His son George had died two weeks earlier, on June 13, in a Marquette hospital. George had fallen on the steps of the lighthouse's crib and opened his shin down to the bone back in mid-April. The wound went septic. His father carried him to the hospital on April 18 and waited, and then the waiting ended. George was nineteen. Harry had appointed him assistant keeper in 1898 so they could work Lake Superior together.
The son's death in June and the father's disappearance nine days after the funeral are the foundation the Big Bay Point haunting sits on, and all the other accounts lean against them.

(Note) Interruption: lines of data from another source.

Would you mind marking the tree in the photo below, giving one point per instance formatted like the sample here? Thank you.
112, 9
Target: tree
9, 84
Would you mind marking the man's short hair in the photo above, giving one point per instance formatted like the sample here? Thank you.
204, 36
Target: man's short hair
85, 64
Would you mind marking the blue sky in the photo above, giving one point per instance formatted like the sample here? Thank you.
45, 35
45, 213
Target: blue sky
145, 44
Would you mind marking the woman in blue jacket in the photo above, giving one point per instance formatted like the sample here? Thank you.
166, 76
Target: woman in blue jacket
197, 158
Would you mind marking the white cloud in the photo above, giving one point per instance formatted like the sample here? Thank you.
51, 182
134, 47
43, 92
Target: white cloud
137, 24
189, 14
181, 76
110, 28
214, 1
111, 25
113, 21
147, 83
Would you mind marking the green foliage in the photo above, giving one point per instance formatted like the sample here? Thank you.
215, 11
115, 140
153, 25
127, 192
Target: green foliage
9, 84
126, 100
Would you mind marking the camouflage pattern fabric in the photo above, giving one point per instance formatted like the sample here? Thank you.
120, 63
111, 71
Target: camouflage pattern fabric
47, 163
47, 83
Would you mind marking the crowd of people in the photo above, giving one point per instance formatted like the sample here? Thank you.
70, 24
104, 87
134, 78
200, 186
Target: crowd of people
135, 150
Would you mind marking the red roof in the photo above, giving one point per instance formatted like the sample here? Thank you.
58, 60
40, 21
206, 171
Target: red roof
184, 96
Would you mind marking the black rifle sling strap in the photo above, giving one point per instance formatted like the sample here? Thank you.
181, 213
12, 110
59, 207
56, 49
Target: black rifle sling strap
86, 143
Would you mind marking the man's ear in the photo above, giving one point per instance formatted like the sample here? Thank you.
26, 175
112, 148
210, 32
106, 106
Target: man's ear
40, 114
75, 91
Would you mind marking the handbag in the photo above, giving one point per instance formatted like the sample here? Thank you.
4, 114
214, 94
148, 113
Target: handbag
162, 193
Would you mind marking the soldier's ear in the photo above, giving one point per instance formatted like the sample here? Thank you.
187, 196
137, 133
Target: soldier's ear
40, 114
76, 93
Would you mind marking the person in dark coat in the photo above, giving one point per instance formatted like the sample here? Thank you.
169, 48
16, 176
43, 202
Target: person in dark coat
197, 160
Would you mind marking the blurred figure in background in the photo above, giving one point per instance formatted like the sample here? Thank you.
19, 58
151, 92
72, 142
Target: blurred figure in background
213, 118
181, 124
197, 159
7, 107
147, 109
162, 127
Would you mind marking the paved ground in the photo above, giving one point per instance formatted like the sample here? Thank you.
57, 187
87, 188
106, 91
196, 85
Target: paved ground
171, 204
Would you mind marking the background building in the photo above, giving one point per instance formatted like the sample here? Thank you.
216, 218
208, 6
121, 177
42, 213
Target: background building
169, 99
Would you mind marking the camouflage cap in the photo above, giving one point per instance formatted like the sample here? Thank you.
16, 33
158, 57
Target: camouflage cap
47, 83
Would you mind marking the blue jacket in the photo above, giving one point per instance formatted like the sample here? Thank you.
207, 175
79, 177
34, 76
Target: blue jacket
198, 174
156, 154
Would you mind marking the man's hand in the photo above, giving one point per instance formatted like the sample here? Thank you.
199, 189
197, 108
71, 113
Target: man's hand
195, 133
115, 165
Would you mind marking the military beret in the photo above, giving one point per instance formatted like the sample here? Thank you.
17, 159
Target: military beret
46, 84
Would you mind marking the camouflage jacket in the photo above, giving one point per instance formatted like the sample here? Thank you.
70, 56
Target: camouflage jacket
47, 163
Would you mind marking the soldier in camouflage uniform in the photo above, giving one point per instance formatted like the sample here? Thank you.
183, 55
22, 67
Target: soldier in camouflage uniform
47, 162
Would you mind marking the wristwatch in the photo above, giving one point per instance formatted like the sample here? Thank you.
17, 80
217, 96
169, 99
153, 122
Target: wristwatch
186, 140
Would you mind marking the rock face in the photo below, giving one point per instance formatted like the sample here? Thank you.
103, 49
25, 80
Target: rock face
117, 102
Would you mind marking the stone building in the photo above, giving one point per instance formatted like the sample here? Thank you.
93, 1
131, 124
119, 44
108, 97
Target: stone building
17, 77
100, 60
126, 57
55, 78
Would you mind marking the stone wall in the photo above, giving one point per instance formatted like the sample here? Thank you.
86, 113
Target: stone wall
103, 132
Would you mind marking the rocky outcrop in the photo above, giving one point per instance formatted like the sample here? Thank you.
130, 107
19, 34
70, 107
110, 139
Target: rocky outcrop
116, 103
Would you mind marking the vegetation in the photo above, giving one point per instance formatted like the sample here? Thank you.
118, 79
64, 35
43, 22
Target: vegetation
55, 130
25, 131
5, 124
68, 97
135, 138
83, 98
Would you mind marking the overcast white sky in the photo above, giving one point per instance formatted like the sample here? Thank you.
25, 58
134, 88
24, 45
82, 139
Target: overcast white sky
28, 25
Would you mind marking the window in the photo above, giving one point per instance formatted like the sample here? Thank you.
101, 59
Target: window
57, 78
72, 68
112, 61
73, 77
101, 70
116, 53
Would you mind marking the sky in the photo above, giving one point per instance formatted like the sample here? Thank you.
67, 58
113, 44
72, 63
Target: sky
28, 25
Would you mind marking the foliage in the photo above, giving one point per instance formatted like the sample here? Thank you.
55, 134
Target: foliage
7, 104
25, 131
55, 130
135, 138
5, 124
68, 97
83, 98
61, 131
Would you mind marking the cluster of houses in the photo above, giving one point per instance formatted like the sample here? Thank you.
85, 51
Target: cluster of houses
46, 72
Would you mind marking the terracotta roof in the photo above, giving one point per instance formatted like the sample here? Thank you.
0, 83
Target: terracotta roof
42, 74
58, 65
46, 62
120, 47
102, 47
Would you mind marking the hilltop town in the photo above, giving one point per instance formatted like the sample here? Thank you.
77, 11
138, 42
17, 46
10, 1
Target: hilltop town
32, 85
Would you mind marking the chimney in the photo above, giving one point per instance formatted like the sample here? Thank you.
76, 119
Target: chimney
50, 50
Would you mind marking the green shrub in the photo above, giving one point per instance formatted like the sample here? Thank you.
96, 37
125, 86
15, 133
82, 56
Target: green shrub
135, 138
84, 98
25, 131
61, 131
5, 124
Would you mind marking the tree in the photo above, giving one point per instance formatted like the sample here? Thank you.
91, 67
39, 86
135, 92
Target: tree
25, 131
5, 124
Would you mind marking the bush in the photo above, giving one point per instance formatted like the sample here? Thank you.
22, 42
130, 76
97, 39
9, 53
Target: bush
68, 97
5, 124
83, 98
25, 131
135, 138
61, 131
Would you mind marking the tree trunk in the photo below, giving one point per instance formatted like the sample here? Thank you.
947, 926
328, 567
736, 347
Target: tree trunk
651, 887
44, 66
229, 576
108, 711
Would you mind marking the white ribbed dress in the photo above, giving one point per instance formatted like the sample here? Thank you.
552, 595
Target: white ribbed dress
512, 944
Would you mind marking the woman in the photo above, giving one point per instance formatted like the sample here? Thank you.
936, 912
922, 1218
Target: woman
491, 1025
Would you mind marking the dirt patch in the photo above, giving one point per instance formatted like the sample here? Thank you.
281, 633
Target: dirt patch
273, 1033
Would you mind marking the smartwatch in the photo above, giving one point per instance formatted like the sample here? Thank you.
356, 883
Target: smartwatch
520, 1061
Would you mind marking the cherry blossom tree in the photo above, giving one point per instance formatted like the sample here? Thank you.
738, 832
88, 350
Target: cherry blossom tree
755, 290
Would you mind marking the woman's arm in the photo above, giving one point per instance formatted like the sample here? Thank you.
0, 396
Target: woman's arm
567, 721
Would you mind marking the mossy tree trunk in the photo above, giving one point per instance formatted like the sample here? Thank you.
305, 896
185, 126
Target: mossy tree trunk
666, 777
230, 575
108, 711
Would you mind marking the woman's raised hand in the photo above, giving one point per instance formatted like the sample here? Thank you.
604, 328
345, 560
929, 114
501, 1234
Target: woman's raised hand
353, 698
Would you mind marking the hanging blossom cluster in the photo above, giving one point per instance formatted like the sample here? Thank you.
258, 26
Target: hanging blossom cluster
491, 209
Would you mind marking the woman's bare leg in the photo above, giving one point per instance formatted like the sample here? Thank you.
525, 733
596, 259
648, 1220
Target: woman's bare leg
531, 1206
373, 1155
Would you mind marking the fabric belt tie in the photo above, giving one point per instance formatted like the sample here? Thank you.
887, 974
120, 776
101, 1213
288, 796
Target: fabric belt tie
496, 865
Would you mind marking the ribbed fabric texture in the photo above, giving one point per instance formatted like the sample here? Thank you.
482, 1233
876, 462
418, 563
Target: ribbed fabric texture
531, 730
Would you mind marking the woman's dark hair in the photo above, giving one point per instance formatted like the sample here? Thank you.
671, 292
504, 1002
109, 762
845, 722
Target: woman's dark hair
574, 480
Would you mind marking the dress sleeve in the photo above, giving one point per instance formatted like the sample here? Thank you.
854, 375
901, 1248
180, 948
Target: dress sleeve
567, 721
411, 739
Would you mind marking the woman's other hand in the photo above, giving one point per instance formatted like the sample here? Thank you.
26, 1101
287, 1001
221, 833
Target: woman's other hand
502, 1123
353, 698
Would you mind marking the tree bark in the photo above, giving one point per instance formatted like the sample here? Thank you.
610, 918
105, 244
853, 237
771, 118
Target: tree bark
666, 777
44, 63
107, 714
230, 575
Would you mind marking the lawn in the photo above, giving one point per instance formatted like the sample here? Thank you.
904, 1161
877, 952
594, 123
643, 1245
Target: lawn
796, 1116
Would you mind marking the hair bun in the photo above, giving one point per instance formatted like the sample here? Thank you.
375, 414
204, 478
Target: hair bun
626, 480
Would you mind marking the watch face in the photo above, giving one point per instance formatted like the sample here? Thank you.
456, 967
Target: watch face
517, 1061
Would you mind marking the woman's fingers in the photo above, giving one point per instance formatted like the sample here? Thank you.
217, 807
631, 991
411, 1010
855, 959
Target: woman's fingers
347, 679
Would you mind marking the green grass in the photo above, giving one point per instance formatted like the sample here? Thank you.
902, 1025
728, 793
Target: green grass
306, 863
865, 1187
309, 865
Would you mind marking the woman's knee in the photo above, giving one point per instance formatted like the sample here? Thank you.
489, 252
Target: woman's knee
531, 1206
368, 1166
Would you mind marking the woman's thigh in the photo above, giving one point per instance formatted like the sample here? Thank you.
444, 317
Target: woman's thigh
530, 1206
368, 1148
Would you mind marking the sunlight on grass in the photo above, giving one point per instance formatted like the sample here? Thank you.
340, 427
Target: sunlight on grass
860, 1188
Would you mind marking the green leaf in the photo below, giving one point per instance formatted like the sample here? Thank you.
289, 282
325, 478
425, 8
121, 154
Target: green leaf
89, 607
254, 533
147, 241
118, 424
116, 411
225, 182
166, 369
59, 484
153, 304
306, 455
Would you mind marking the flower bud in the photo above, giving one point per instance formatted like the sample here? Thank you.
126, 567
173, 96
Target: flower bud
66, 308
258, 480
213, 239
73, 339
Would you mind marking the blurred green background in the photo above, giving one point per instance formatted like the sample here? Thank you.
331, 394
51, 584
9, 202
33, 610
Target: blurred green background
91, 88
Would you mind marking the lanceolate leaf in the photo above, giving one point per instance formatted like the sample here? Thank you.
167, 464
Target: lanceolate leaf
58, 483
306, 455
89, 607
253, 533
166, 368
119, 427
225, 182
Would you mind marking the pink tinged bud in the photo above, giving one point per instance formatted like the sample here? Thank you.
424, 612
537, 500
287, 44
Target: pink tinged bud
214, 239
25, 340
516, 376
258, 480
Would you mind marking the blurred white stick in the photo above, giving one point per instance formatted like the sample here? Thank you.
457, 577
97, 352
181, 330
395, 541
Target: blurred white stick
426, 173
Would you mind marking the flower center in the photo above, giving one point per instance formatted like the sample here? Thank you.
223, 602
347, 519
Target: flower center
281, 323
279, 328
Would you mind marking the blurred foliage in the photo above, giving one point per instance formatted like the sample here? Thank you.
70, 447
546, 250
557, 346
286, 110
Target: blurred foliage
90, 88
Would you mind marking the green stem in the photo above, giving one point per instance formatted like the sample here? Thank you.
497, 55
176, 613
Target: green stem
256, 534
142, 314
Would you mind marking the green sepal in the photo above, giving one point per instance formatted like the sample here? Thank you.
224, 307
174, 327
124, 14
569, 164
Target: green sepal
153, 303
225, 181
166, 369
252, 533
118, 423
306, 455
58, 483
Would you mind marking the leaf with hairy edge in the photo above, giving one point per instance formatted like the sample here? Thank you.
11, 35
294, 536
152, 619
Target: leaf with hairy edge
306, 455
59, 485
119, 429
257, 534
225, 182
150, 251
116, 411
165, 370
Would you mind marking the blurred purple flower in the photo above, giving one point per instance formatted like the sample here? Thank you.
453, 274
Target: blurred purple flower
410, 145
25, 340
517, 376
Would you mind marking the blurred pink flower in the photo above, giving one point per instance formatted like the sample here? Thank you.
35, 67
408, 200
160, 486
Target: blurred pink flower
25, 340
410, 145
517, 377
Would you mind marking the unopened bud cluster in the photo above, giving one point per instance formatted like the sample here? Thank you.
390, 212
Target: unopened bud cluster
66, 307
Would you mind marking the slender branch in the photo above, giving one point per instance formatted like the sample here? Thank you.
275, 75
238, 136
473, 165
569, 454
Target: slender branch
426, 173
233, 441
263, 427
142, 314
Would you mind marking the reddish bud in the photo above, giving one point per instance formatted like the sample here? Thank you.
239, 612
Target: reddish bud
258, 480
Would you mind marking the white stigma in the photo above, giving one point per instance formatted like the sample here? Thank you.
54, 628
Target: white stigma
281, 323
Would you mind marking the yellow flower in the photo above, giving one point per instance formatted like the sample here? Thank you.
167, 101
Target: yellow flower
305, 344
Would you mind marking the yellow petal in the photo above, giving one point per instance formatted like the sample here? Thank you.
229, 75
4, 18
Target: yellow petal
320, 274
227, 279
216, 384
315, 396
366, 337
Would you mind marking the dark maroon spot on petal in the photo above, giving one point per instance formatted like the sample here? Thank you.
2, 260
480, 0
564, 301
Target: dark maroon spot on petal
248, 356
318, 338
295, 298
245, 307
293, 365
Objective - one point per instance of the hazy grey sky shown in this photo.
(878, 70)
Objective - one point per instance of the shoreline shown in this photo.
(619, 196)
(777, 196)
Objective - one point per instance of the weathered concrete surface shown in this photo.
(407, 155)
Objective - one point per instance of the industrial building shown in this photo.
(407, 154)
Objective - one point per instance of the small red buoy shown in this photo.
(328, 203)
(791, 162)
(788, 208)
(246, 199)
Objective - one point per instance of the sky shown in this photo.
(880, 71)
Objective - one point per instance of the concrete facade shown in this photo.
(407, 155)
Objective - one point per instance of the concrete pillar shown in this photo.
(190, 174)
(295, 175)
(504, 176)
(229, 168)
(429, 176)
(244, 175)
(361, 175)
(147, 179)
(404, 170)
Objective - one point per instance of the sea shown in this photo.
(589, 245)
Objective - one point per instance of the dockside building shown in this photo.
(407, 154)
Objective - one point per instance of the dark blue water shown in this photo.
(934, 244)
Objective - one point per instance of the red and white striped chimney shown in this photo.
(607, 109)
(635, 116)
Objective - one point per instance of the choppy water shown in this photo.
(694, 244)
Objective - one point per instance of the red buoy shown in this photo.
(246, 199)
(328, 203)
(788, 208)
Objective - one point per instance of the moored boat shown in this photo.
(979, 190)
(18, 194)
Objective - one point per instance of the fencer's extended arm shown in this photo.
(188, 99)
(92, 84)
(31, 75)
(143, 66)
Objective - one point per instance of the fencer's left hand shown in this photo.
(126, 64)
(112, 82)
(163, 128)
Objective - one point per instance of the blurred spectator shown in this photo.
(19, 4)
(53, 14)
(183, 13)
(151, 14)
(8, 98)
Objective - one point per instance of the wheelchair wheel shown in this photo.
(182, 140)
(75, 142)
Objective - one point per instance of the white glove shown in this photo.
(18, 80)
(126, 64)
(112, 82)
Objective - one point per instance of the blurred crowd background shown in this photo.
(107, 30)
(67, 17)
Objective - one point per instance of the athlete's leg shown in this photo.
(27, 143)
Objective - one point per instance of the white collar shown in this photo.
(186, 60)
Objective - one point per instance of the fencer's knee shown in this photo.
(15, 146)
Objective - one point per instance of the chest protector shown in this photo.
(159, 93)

The lighthouse was authorized by Congress on February 15, 1893, to plug a 60-mile gap in Lake Superior's navigational lights between Granite Island and the Huron Islands. Harry Prior was its first keeper. He transferred up from a smaller station expecting a career posting, moved his family into the attached dwelling, and by all accounts ran a tidy light.
Today, Big Bay Point is the only operating lighthouse in the United States that runs as a bed and breakfast. Seven guest rooms share the keeper's old quarters. The beacon itself functions as an active aid to navigation. Guests sleep in Prior's old bedroom, climb the same stairs he climbed during his rounds, and sometimes, according to decades of accounts, see him.
The ghost at Big Bay Point has a color: red. Multiple guests, independently, have described glancing at a mirror and seeing a red-haired man standing just behind them, tall, in old keeper's dress. When they turn, there's nothing. Doors bang in the night. Heavy footsteps move along the upstairs hallway at hours when everyone is accounted for in their rooms. A couple of guests have reported waking up to the weight of someone sitting on the edge of the bed, though this is the sort of account innkeepers keep quieter.
Prior was known for his red hair and beard. Witnesses who arrive at the lighthouse knowing nothing about him have described the hair color first, as a curiosity, before innkeepers confirmed what they'd walked into.
The mood at Big Bay Point isn't like other haunted hotels. There's no gleeful horror to it. The story is about a man who lost his only son, logged "General work" the day his grief broke him, and walked into the woods with the tools to end things quietly. The lighthouse he spent nearly a decade of his life tending is now a bed and breakfast, and the beacon he used to light by hand runs on a timer. A guest in the keeper's bedroom once described the feeling as "being in someone's house while they're in the next room, trying not to cry."